Her heart is racing, erratic and painful in her chest. It is something drawn deep from some hidden reservoir of sorrow, impossible to stop. Distantly, she knows her tears are soaking the chiffon sleeves of her jacket, that her hair has started to come loose from its twist, that a blister has formed from the tough leather of her new boots- she realizes, as well, that Corvo is still silent, unmoved from her proximity.
It is one of the few times she hears hesitance in his voice. “Your Grace,” he says, “Jessamine. I could never marry.”
She tries, she does, to not read into it, to tells herself that not everyone in her presence has such troubles with sentimentality. Her resolve becomes tenuous, tripwire-thin, when she dares to peek at him through her fingers; Corvo, who passed notes with her through insufferable meetings and walked with her on the riverside, who supped with her in the gardens and told her of his wayward youth, who killed for her.

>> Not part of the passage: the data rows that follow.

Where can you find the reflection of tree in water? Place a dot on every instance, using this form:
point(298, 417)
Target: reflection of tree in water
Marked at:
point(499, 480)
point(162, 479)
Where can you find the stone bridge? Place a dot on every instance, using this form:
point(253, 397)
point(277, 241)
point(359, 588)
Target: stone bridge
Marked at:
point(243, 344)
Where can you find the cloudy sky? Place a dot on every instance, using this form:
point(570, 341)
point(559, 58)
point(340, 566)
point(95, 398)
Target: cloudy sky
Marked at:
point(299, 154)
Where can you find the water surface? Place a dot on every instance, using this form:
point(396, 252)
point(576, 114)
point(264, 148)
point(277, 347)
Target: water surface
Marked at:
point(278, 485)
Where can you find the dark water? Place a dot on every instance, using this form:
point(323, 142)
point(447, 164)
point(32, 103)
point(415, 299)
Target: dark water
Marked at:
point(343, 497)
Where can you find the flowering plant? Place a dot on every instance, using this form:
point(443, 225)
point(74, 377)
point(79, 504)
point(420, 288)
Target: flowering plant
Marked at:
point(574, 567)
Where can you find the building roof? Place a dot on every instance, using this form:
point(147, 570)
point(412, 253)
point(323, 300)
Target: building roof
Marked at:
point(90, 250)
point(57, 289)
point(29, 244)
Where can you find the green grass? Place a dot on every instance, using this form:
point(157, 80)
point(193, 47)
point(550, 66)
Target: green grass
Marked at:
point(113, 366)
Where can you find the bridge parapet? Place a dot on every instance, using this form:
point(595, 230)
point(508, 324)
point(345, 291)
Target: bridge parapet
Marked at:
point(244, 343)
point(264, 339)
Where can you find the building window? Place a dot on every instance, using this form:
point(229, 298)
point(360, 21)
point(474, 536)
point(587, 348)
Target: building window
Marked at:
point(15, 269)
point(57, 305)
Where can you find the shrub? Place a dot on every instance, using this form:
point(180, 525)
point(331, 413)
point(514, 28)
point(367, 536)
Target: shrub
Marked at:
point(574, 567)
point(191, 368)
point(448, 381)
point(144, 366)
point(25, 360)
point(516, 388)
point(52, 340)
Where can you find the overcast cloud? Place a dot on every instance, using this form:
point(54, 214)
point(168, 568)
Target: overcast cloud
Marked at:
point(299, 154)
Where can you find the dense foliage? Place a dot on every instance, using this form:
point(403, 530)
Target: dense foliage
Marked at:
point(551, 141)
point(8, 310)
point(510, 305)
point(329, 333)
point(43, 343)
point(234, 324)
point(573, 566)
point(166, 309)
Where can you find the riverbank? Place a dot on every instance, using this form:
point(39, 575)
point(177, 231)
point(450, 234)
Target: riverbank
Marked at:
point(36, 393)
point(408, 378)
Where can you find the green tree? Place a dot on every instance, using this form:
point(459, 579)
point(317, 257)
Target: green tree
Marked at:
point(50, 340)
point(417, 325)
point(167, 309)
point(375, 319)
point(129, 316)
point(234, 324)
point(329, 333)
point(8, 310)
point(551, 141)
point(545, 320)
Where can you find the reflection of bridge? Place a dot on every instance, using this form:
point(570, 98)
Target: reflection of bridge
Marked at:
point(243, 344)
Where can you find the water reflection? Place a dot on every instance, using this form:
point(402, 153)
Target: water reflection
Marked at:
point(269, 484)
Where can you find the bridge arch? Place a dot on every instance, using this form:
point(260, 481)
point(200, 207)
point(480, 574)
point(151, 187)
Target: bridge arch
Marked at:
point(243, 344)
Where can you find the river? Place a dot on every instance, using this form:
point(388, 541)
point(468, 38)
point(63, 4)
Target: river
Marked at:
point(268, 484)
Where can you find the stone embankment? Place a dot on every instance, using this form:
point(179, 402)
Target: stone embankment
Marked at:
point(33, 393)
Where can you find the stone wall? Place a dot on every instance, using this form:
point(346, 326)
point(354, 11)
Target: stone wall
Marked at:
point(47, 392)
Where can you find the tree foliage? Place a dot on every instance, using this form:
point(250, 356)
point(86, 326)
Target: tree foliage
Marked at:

His hand engulfs her shoulder, steadies her, and it is exactly as she feared; warm through the fabric, a gentle squeeze to draw her from her mauldin thoughts. Her reprimand rings in her head- so selfish, so selfish- but the brandy has her reckless, and he is standing so close, she can’t help it -
He yields to her trembling hand at his collar and leans down to meet her halfway in a kiss.
( oh, oh- by the void-)
She thinks her heart might burst, every muscle in her body held taut as she leans farther forward, dumbstruck by the shift of his lips against hers. For a terrible moment a fear overtakes her- she’s overstepped, been too forward , and any second now he will shove her away and chide her-
-but instead-
One hand clasps her waist as the other comes up to weave through her hair, to pull her close with the barest tremble of restraint in his grasp- always so careful- and he is impossibly, impossibly real against her, solid and so very warm, familiar, comforting. Each flex of his hand has her gasping, shaking as she tries in vain to bring him closer, too far away even right beside her. He makes her wants, he does ; he holds her so tightly he lifts her from the ground and it makes her ache down to her bones, sets loose something hot and shivery in her blood that stutters her breath and curls her toes and calls her voice to sing for him, low and raw in her throat.
(What would it take, to break the mirror surface of his calm and have him press her hard against the wall, hungry for the feel of her, mouth to her throat, hands pinned above her-)
Her teeth catch on the swell of his lip and he moans for her, a ragged, desperate sound that drags her thoughts downward and leaves her with little more than instinct to keep her going. It’s too much, far too much- she feels small and senseless when she draws back and sees the fondness in his expression; love, warm and soothing, held in his gaze alongside something darker, magnified by the tears gathered along the narrow edge of his eyes.
“Corvo, Corvo, Corvo,” she rasps. “My lord protector.”
She dares to rest her head on his chest, to listen to his unsteady heart, and in return he wraps an arm around her shoulders and lays a single, fluttering kiss to her hairline. So many things she could say in this timeless moment but the words are robbed from her throat when he whispers ‘my Empress,’ reverent and tender, and follows it with another quicksilver touch of his lips to her temple. “It’s late. Let me escort you to your room.”
Always such a soldier , she thinks, reaching for his hand.
“Alright,” she breathes, and says into his chest, “and you’ll be there, in the morning?”
“Of course,” is all he says, and at last, her world is right.